After dinner, he took her hand and led her out to the garden. The air was cool and smelled faintly of wet earth.

"I want to sleep," she said, sitting lazily on the bench.

"Walk for fifteen minutes," he insisted, tugging her up gently.

She sighed dramatically but slipped her hand into his. "Fine. But you're walking with me."

He chuckled and wrapped his arm around her shoulders as they walked under the moonlight - slow, unhurried steps, her head resting on his shoulder, the world shrinking to the sound of their quiet laughter and the rustle of leaves around them.

He carried her back to their room and gently laid her on the bed. She was half-asleep already, her breathing still uneven from the tears and late-night hunger. He sat beside her until her breath settled into a calm rhythm, then quietly reached for his phone.

The glow of the screen lit his face as he typed, "how to help pregnant wife sleep peacefully" - scrolling through endless articles about trimester care, food cravings, and emotional swings.

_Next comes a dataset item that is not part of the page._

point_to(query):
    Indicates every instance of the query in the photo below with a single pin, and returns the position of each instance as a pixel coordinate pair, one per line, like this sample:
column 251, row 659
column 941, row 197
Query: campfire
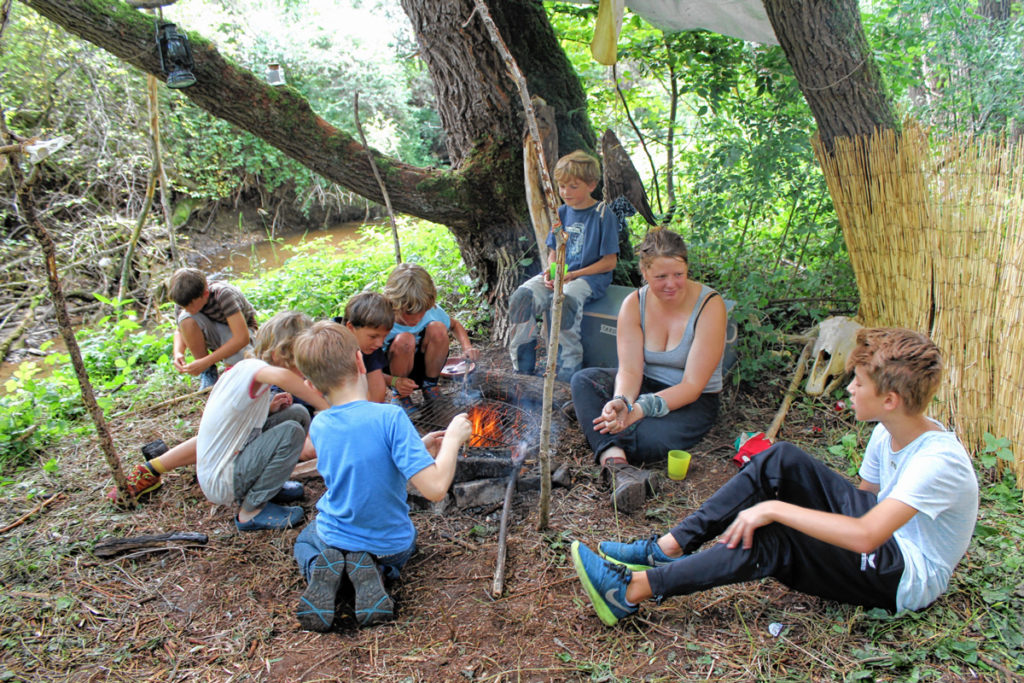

His eyes drifted from the screen to her - her face soft, peaceful now, framed by strands of loose hair.

When she stirred faintly in her sleep, he immediately put the phone aside and patted her head gently, whispering, "Shh... sleep, jaan."

He adjusted her blanket so it covered her properly, then placed his palm lightly over her stomach. His fingers trembled a little, like he was touching something fragile and sacred all at once.

"Don't trouble your mumma," he murmured softly, his voice carrying the faintest smile. He began to pat her tummy in slow, rhythmic motions - as if lulling not just her, but the tiny lives inside her, back to sleep.

The room was silent except for the hum of the night air, her steady breathing, and his whispered promise that only the unborn could hear.

Maybe this is how the universe teaches a control freak - one emotional bite at a time.